National Selfie Day 2016 was just a few days ago, on June 21. Having recently written a 15-page essay on the visual and social implications of selfies, I consider myself a connoisseur of selfie culture. As an homage to selfie academia and the recent official holiday, here’s a top five list of best grammed selfies.

1. Kim Kardashian

It wouldn’t be a selfie list without Kim Kardashian West. This is an iconic Kim selfie. Posted in late 2014, the image shows Kim’s sultry, pouty face… and a little sliver of baby North, who is mostly excised from the image. When criticized for cropping her daughter out, Kim tweeted: “Her eyes were closed and I was feeling my look! Can I live?!?!” Never change, Kim.

2. Ezra Koenig

Another famed selfie-snapper is Vampire Weekend’s Ezra Koenig. “When I’m on instagram and I see that somebody took a picture of themselves,” he says, “I’m like, ‘Thank you.’ I don’t need to see a picture of the sky, the trees, plants. There’s only one you.” This selfie-trifecta (or, “the HOLY TRINITY SELFIE”) is classic Koenig: both ironic and earnest.

3. Joe Biden

One fascinating aspect of today’s culture is politicians’ presence on social media (like Hillary Clinton’s inimitable “Delete your account” tweet to Donald Trump, which could be the topic of its own dissertation in modern media communication). Case in point: this selfie snapped by President Barack Obama and Vice President Joe Biden, posted on Biden’s Instagram. Not a great selfie, quality-wise — blurry, faces only half in frame — but man, is it relevant culturally.

4. Beyonce

Beyonce once went to the Louvre and snapped some #artselfies with her husband and the Mona Lisa. Incredible. The Instagrammed one just shows her manicured nails flashing a peace sign, the Mona Lisa out of focus in the background. The traditional selfie, posted to Twitter and showing Beyonce mimicking a sculpture, is practically a thesis image for selfie representation in the modern age.

5. Daisy Ridley

Another complicated element of social media culture is the dichotomy between authenticity and construction, but many celebrities emphasize the truth of unreality. Take actress Daisy Ridley, who recently grammed a heavily-filtered picture of her face, eyeliner carefully flicked on, with the incongruent Snapchat caption “I woke up like this #nofilter #nomakeup.” She expanded upon this in her caption: “Social media is great but also a bit scary cause what people post is the most filtered, most carefully chosen and cleverly edited moments of their lives… But I actually do love myself, I try to think good thoughts always and am surrounded by the most wonderful people, so I’m keeping it balanced (like the Force, obvs).” Keeping it real and adorable, Daisy.

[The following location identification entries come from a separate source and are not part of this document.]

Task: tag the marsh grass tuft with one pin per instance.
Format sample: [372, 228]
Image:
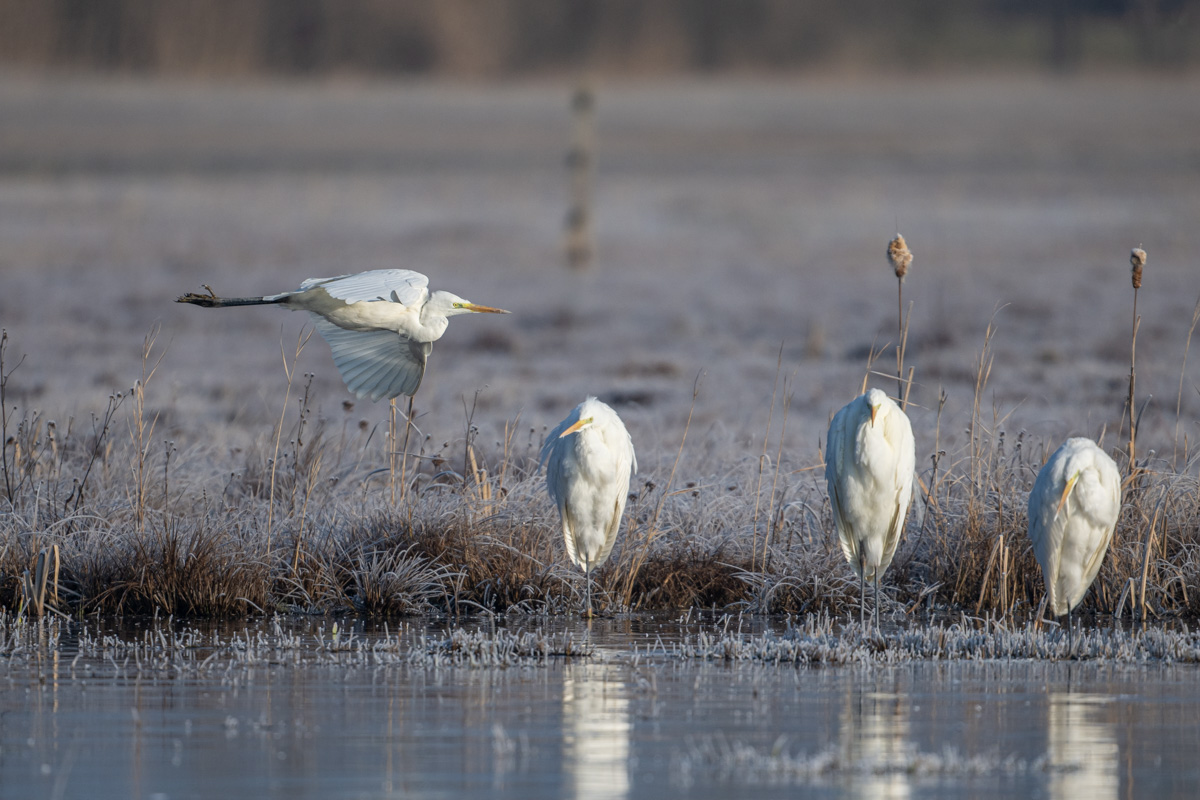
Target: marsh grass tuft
[190, 529]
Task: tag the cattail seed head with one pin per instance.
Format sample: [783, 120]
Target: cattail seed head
[1138, 258]
[899, 256]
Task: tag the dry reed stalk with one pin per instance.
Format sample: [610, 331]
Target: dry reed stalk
[403, 451]
[310, 485]
[1145, 553]
[4, 419]
[774, 483]
[762, 458]
[900, 258]
[1138, 260]
[289, 371]
[983, 372]
[1179, 400]
[46, 563]
[139, 433]
[652, 531]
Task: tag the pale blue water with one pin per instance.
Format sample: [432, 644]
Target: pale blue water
[612, 726]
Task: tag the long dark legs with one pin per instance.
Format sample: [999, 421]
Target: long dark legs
[876, 601]
[587, 577]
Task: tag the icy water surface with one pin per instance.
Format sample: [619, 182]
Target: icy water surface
[633, 719]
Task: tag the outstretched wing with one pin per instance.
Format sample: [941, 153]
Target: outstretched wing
[376, 364]
[395, 286]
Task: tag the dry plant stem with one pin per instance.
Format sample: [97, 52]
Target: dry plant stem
[139, 433]
[652, 525]
[903, 344]
[1179, 400]
[983, 371]
[762, 458]
[1133, 380]
[289, 371]
[1145, 553]
[4, 416]
[391, 449]
[774, 483]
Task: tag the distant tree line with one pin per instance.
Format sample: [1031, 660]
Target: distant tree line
[504, 37]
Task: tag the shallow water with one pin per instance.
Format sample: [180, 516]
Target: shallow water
[631, 720]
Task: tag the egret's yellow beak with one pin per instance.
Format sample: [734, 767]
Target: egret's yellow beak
[575, 428]
[484, 310]
[1066, 492]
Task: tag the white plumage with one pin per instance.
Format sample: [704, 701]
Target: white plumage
[588, 459]
[870, 456]
[1073, 511]
[381, 325]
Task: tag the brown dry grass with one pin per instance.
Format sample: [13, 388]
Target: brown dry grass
[303, 522]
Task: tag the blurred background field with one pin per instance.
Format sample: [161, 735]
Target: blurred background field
[750, 167]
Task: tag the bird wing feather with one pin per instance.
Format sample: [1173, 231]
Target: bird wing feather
[405, 287]
[835, 457]
[376, 364]
[1047, 528]
[898, 431]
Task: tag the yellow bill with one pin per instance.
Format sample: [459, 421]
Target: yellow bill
[575, 428]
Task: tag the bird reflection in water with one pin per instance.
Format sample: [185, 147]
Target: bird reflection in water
[597, 728]
[875, 745]
[1083, 747]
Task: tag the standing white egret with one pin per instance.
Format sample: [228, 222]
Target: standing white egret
[588, 459]
[381, 324]
[1073, 512]
[870, 455]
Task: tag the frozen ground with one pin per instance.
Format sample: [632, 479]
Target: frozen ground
[733, 218]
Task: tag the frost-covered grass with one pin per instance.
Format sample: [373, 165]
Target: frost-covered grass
[197, 471]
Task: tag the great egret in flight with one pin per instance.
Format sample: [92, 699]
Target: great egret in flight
[1073, 511]
[381, 324]
[869, 463]
[588, 459]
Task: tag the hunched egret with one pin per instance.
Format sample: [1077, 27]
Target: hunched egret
[1073, 511]
[869, 465]
[381, 324]
[588, 458]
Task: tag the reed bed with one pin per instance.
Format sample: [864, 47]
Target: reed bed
[103, 516]
[820, 642]
[100, 517]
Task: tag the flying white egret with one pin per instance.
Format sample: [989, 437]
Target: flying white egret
[1073, 512]
[588, 459]
[381, 324]
[869, 464]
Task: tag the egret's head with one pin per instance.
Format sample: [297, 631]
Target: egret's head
[450, 304]
[876, 401]
[579, 426]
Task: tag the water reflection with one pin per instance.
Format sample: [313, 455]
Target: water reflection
[597, 727]
[1083, 747]
[875, 744]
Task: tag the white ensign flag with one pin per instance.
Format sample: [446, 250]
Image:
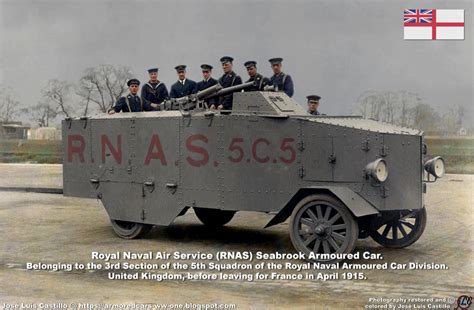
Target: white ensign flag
[433, 24]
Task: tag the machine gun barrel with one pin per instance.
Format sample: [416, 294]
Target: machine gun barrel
[227, 90]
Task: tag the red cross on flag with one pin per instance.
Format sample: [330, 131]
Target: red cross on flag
[433, 24]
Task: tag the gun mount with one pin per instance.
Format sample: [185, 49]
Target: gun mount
[192, 101]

There are way more interesting aspects to selfie culture than just celebrity selfies; I assure you, entire lives of academic study could be spent on selfie sociology. As selfie scholar Rachel Syme once noted, “Self-regard is nothing to be ashamed of; it is merely a survival tactic. And selfies are an instrument in this survival, tiny rages against the dying of the light (or the iPhone battery, whichever comes first)… Your selfie is an artifact and a gift. People in your own time might not see it that way… They will experience your face as an assault. Pay them no mind. Your selfie has already ventured off to the future, where all of us are dead.” Selfies are time capsules of identity, buried in the webs of the Internet. One day historians and anthropologists may study today’s culture based only on our ancient selfies. Until then, post on, friends.